Each score will be defined by check with priority for each one. The score of the category will usually be a formula of all the checks in the category.
Example:
Overall score:
⅓ Security
½ 0 Critical CVEs
½ Redacted Logging
⅓ reliability
⅓ Best Practices Implemented
⅓ Multiple Replicas
⅓ 0 downtimes over the last 3 months
⅓ Cost
1 Consumption vs usage
How to Define a Good Score
Reflective - It should reflect the actual state.
Bad example: Define the check as “using secured port only” but actually the application doesn’t listen to any port
Good Example: Defined the check as “not using secured port”
Actionable - Users can understand how to fix it.
Bad Example: Define the check as “Kubernetes probes undefined”
Good Example: Define the check as “Readiness Probes defined”
Achievable - The users must be able to achieve it. Let’s be honest no application can reach 100% so we need to make sure the users will be able to achieve 80% as easiest it’s possible. If our platform doesn’t allow us to get into 80% easily we may need to add services to help the users achieve it.
Should be a consensus - People need to feel related to your score and that they believe the score and checks are well defined.
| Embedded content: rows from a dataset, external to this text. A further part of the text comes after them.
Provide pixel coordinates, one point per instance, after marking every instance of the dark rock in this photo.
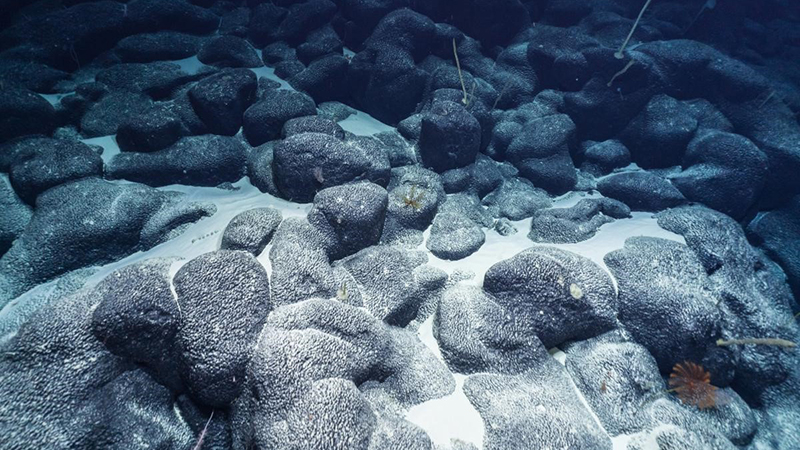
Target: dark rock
(304, 17)
(601, 113)
(259, 168)
(301, 349)
(172, 220)
(320, 42)
(228, 51)
(577, 223)
(485, 176)
(289, 68)
(492, 22)
(25, 112)
(221, 100)
(454, 236)
(265, 119)
(541, 152)
(754, 298)
(194, 160)
(468, 206)
(265, 87)
(112, 416)
(600, 158)
(77, 224)
(53, 162)
(658, 135)
(337, 112)
(417, 375)
(641, 191)
(383, 78)
(158, 46)
(177, 15)
(332, 407)
(300, 265)
(776, 231)
(351, 214)
(307, 162)
(278, 52)
(41, 377)
(497, 345)
(235, 22)
(156, 79)
(157, 128)
(389, 282)
(138, 318)
(251, 230)
(225, 299)
(15, 218)
(112, 110)
(563, 296)
(672, 320)
(324, 79)
(412, 204)
(312, 124)
(37, 77)
(516, 199)
(456, 180)
(724, 171)
(617, 379)
(265, 19)
(65, 38)
(450, 137)
(514, 406)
We’re not looking for 100% agreement across the organizations, but more than 70% should be enough. The teams should trust that the score is going to protect them. The score is going to be the insurance for them.
Open - Everyone can watch their score and even others' score. It’s important to share this kind of information and make it part of the identification of the process. If someone wants to consume an API it’s better to check the service reliability score before adding API to the critical path.
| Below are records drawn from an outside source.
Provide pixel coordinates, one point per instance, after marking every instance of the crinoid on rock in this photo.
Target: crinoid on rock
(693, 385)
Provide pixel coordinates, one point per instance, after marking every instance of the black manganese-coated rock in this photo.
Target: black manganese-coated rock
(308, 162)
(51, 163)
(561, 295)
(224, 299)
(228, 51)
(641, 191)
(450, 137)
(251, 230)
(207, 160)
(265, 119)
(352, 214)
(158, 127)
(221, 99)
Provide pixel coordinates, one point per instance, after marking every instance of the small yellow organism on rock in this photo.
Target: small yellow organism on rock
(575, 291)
Aligned with the management - The management of the company needs to prioritize this score. The motion of adoption should be top->bottom which means managers should push their teams to achieve good scores but also bottom->top so individual contributors will push toward improving it.
The Platform Responsibility
There are two main roles for the platform:
Define and show the scores - be the platform to manage the scores and report based on them. All of the common portals do have a way to define scores and some of the premium ones even offer campaign features that help you to improve the score across the organization.
Enable Improvements - the easier it will be for users to achieve high scores, the scores will be. If the scorecards are top priority in the organization you should create a way to improve them easily and fast.
Score Groups
There are many score categories that can be defined, here are a few popular examples:
Security
Reliability
Performance
Scalability
Quality
Technology/Dependencies Deprecation
Resource Optimization
Test Coverage
Cost
Some of them can be grouped or be a sub-category of the other. It’s all about picking what’s important for your own organization.
Score Practical Examples
Security:
Check 1: The max number of critical & high CVEs
Check 2: The application doesn’t use unnecessary privileges
Reliability:
Check 1: The Service has Kubernetes Pod Disruption Budgets to limit the number of simultaneous pod disruptions during maintenance or failures to ensure service availability.
Check 2: The service got at least 5 replicas defined.
Performance:
Check 1: The application p99 response time is below 40ms.
Check 2: DB main queries take x ms.
Scalability:
Check 1: The service got autoscaling defined using HPA/KEDA.
Check 2: The service start time is below 30 seconds to allow fast startup.
Technology/Dependencies Deprecation:
Check 1: There are no deprecated packages in the application.
Check 2: The service doesn’t use deprecated APIs.
Resource Optimization:
Check 1: The service uses more than 80% of it’s defined resources.
Check 2: The service uses HPA.
Cost:
Check: Based on the cost optimization score in your cost tools define what’s a good score for it.